With each passing week, it gets harder to find a hole in Putin’s strategic calculation. There is an increasing number of reports about the Islamization of the conflict. It also is apparent that the rebels are incapable of uniting under one banner. Thus, for US and European leaders siding with the rebels in the hopes that they can usher in a new democratic era in Syria is becoming an increasingly tricky proposition. Sticking with this course risks a re-run of the Afghan experience, when the United States armed Mujaheddin forces to fight the Red Army, only to drop the ball after the Soviet withdrawal and pave the way for the rise of modern-day Islamic radicalism.

Journalists covering Syria should know better than anyone about the unsavory aspects of both sides in the conflict. Since the beginning of the war, both the Syrian government and, now, portions of the rebel opposition have targeted journalists. According to an estimate by the Doha Center for Media Freedom, about 110 professional and citizen journalists have lost their lives in the Syria conflict. In addition, journalist abductions have become a common occurrence. As many as 15 journalists are believed to be missing inside the country right now.

I have first-hand experience with Syria’s nastiness. Overall, I made three trips into Syria to cover the conflict – twice in 2012 and once earlier this year. That third time was not a charm: I am lucky to be alive today. It also opened my eyes about the rebels and their cause.

The third trip, undertaken with the assistance of smugglers, took me across the Lebanese border into rebel-held territory near Damascus. I based myself in Yabrud, a town about 50 miles north of the Syrian capital. At the time of my arrival, Yabrud was targeted by government forces using coordinated air and artillery strikes.

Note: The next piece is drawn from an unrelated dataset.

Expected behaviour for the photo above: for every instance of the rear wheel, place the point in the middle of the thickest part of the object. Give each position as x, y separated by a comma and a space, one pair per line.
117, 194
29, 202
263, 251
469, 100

On April 29, two days before I was supposed to return to Lebanon, I told my fixer that I wanted to check out the southern front of the rebel enclave, about 20 miles north of Damascus. My trip south did not go unnoticed. I was traveling in a pickup truck with my two fixers, a rebel officer and one of his men. Not far from the town of Rankos, we were stopped at a checkpoint and a trap closed on me. Five heavily armed masked men surrounded the pickup car and dragged me out of the vehicle. I was pushed down on my knees, then handcuffed and blindfolded. Shortly thereafter, one of my abductors separated me from the rest of the group and pretended to execute me with a handgun in order to break my will to resist. That accomplished, the armed men proceeded to drive me and my two fixers to an undisclosed location.

I learned that my kidnappers were Islamist rebels. They kept me blindfolded and handcuffed to a bed for three weeks, until I was moved to another location roughly 500 yards away. I was kept there for a short time under constant guard. Then, for another two months, I was held inside a larger house that often came under heavy shelling by government forces.

To survive, I tried to integrate into the everyday lives of my captors. My situation improved somewhat over time: I learned their language, helped them cook, told them about life in the Western world, and even taught a rebel leader how to swim in a backyard pool. Still, every day I had to endure with the knowledge that my life could end at any moment.

In the end, I was fortunate. After three months of captivity, a ransom was paid and I was released. A Syrian man close to the Assad regime paid my ransom; his men got me out of the rebel zone and hid me inside Damascus for 24 hours, before driving me back to Beirut in the trunk of a car. The Syrian man in question, an influential parliamentary member, a man blacklisted by the EU for his ties with the regime, helped me as a goodwill gesture. In effect, in buying my freedom, he was trying to buy his own way out of a tough predicament.
Editor's Note:
Jonathan Alpeyrie is a freelance photojournalist based in New York.